Wildung signed a contract with the Packers in May 1946. He was the Packers' starting left guard in 1946 and 1947 and the starting left tackle from 1948 to 1951 and in 1953. He appeared in a total of 81 NFL games, 73 of them as a starter. He was selected as an All-NFL player in 1947 and 1949 and played in the Pro Bowl following the 1951 season. He was described as a "tough-as-nails tackle" who missed only two games in seven seasons" and played on both offense and defense at a time when "two-way linemen ... were becoming a dying breed."

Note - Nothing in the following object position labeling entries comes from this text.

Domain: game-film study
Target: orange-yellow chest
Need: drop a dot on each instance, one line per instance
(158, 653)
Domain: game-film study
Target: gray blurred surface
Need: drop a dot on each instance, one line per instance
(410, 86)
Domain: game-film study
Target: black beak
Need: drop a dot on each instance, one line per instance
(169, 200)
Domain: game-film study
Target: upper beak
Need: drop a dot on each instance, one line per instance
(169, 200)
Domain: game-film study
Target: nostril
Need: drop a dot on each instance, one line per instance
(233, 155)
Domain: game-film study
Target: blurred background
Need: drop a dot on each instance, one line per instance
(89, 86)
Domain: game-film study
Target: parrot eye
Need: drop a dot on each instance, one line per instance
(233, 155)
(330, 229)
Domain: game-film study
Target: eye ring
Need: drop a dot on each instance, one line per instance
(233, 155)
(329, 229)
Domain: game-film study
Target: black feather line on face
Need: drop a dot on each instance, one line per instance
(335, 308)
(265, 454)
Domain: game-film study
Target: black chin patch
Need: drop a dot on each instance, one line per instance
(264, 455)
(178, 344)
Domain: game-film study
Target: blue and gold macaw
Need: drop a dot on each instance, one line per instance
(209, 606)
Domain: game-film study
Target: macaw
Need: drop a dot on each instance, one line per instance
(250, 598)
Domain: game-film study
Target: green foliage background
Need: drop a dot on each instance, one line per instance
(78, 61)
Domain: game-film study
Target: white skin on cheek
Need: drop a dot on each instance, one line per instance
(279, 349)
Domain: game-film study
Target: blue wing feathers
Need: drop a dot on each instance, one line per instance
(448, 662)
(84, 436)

Wildung played for the Packers during a period of decline, compiling records of 2–10 in 1949 and 3–9 in 1948, 1950, and 1951. He later recalled that coach Curly Lambeau was out of touch with the direction of pro football: "The game kind of passed Curly by."

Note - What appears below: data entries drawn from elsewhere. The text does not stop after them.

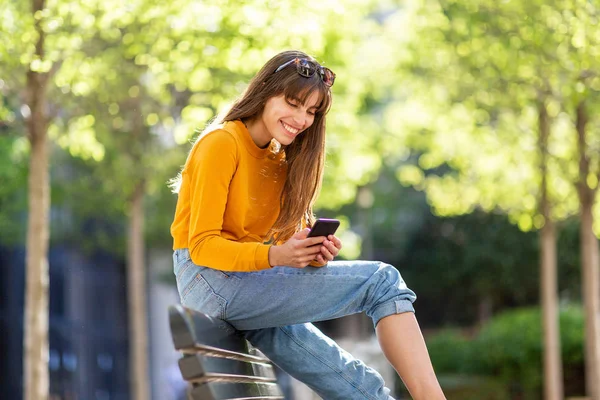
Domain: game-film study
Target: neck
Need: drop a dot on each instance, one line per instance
(258, 132)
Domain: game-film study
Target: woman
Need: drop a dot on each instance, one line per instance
(241, 251)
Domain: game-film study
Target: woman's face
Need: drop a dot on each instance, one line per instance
(285, 119)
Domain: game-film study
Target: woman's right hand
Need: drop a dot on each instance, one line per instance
(297, 252)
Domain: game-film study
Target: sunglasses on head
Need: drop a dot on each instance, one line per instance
(307, 68)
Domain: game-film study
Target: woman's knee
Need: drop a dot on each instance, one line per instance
(391, 285)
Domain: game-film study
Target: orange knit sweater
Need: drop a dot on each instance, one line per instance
(228, 200)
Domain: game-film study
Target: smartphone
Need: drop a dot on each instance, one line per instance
(324, 227)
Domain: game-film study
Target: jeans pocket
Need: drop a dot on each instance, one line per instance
(198, 295)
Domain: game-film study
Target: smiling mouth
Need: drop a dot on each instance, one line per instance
(291, 130)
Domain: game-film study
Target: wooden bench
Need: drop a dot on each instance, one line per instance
(217, 361)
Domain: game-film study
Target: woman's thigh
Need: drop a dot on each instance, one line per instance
(286, 296)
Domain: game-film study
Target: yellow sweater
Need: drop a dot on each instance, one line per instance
(228, 200)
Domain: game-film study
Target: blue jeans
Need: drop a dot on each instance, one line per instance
(274, 309)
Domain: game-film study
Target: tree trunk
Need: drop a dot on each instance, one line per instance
(553, 374)
(589, 262)
(35, 380)
(136, 284)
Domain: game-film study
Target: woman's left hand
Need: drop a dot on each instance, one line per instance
(329, 249)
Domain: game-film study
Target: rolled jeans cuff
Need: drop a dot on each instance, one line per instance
(391, 307)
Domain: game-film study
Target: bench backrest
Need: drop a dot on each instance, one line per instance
(217, 361)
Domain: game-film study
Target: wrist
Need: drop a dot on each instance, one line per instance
(273, 256)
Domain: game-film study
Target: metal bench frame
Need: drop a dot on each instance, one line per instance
(217, 361)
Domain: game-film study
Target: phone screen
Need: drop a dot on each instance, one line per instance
(324, 227)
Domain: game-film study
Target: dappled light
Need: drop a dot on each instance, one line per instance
(463, 147)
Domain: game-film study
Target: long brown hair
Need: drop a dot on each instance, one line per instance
(305, 156)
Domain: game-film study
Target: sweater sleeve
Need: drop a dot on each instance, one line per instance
(209, 172)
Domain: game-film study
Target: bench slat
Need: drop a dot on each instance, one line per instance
(228, 390)
(217, 361)
(198, 365)
(191, 330)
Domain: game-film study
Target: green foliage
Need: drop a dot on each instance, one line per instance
(13, 184)
(479, 72)
(509, 348)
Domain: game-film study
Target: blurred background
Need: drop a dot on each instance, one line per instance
(463, 148)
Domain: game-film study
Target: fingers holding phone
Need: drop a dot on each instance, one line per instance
(298, 252)
(331, 246)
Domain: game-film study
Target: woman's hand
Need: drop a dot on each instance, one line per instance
(329, 250)
(297, 252)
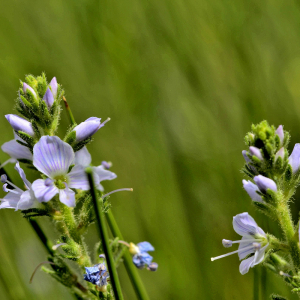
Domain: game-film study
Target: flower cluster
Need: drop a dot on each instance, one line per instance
(62, 183)
(273, 176)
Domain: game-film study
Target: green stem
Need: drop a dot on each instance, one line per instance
(46, 242)
(289, 231)
(72, 120)
(131, 269)
(104, 238)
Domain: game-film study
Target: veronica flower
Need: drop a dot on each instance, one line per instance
(141, 258)
(17, 198)
(97, 275)
(252, 190)
(294, 159)
(20, 124)
(15, 150)
(254, 241)
(83, 158)
(87, 128)
(53, 158)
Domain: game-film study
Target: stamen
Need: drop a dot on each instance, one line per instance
(10, 160)
(119, 190)
(55, 247)
(124, 243)
(230, 253)
(6, 190)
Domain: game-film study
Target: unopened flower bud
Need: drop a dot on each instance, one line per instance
(280, 133)
(252, 189)
(26, 88)
(53, 85)
(48, 98)
(294, 159)
(20, 124)
(87, 128)
(226, 243)
(3, 178)
(256, 152)
(265, 183)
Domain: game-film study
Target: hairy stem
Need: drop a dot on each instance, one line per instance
(104, 238)
(130, 268)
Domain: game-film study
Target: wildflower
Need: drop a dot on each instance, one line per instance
(27, 88)
(97, 275)
(265, 183)
(252, 190)
(83, 158)
(17, 198)
(294, 159)
(280, 133)
(87, 128)
(20, 124)
(254, 241)
(16, 150)
(141, 258)
(48, 98)
(54, 158)
(53, 86)
(255, 152)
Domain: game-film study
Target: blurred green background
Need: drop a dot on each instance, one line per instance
(182, 81)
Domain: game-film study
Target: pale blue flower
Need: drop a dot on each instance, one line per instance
(294, 159)
(17, 198)
(254, 241)
(141, 258)
(53, 158)
(84, 158)
(20, 124)
(97, 275)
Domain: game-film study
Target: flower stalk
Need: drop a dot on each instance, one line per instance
(103, 234)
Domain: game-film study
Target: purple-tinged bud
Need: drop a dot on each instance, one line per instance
(256, 152)
(280, 153)
(53, 85)
(152, 267)
(252, 189)
(20, 124)
(247, 159)
(26, 88)
(265, 183)
(106, 165)
(280, 133)
(294, 159)
(226, 243)
(48, 98)
(3, 178)
(257, 246)
(87, 128)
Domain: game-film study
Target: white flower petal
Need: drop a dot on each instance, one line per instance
(52, 156)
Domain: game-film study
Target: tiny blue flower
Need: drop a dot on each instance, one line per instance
(141, 258)
(97, 275)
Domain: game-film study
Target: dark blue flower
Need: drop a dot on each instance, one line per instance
(141, 258)
(96, 275)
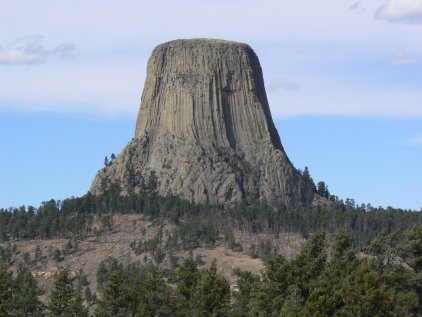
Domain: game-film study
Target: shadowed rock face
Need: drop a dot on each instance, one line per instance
(204, 131)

Wildung missed the 1952 season. During the off-season, he ran a hardware, appliance, and plumbing business in Redwood Falls, Minnesota, in partnership with his brother-in-law. His brother-in-law died in July 1952. Wildung was unable to find a manager and remained in Redwood Falls to manage the business.

Wildung announced his retirement from football in July 1954, indicating his intention to work full time at his hardware store in Redwood Falls, Minnesota.

==Later life==
After retiring from football, Wildung led a "humble" life operating a hardware store. In 1957, Wildung was inducted into the College Football Hall of Fame. In 1973 he was inducted into the Green Bay Packers Hall of Fame.